Le dépistage précoce, une nécessité absolue

Pratiquer la chirurgie lorsque, comme l’explique le docteur Maarfi, «la tumeur est opérable et compléter par un traitement de thérapie, selon le type du cancer», recourir à la thérapie ciblée au moyen de rayons ou utiliser une autre thérapie, ne revient finalement qu’à guérir ou tout au moins à essayer de guérir.
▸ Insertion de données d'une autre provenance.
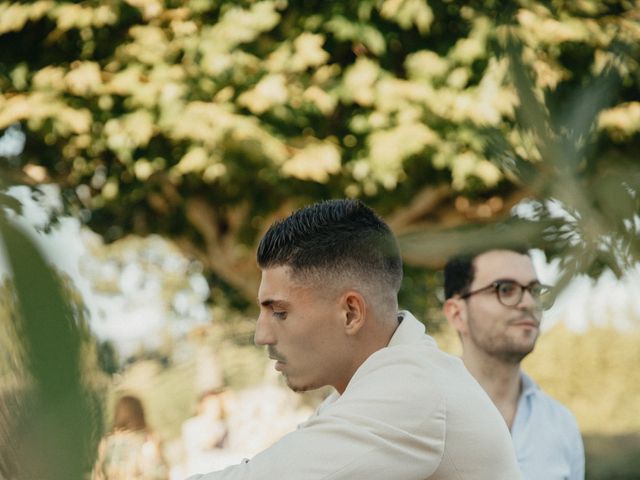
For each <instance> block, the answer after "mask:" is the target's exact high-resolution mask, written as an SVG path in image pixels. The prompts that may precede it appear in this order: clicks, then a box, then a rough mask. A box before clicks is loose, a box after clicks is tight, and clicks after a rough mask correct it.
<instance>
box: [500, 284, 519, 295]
mask: <svg viewBox="0 0 640 480" xmlns="http://www.w3.org/2000/svg"><path fill="white" fill-rule="evenodd" d="M498 289H499V290H500V295H504V296H509V295H513V294H514V293H515V292H516V286H515V284H514V283H511V282H505V283H501V284H500V285H499V286H498Z"/></svg>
Mais la voie royale en cancérologie, ou si l’on préfère en oncologie pour sacrifier à la terminologie médicale en vigueur, reste le dépistage précoce. C’est pourquoi le service d’oncologie de l’hôpital Boudiaf s’attache les services du labo anatomo-pathologie. Ce labo a pour fonction d’effectuer des analyses sur les prélèvements d’organes suspects. Lorsque nous refaisons le chemin inverse pour atteindre le service en question, il n’est pas loin de treize heures. L’une des trois médecins qui y officient était sortie pour déjeuner, mais les trois techniciennes supérieures sont là et ont répondu à nos questions. Le bilan des activités pour ce mois fait état de 370 analyses. Existant depuis 2009, le service anatomo-pathologie a été intégré à l’hôpital dès 2013. Avant sa création, les échantillons cytologiques étaient envoyés à Alger pour être analysés. Le docteur Maarfi a parlé plutôt de PETSCAN, un procédé pour détecter les micro-métastases : «On introduit le malade dans le scanner en lui injectant un produit à base de glucose. Il s’agit, dira notre oncologue, d’une technologie de pointe où les points sont repérés et ciblés avec une haute précision. Cette thérapie dite ciblée utilise deux produits : Herceptine et Pertusumab».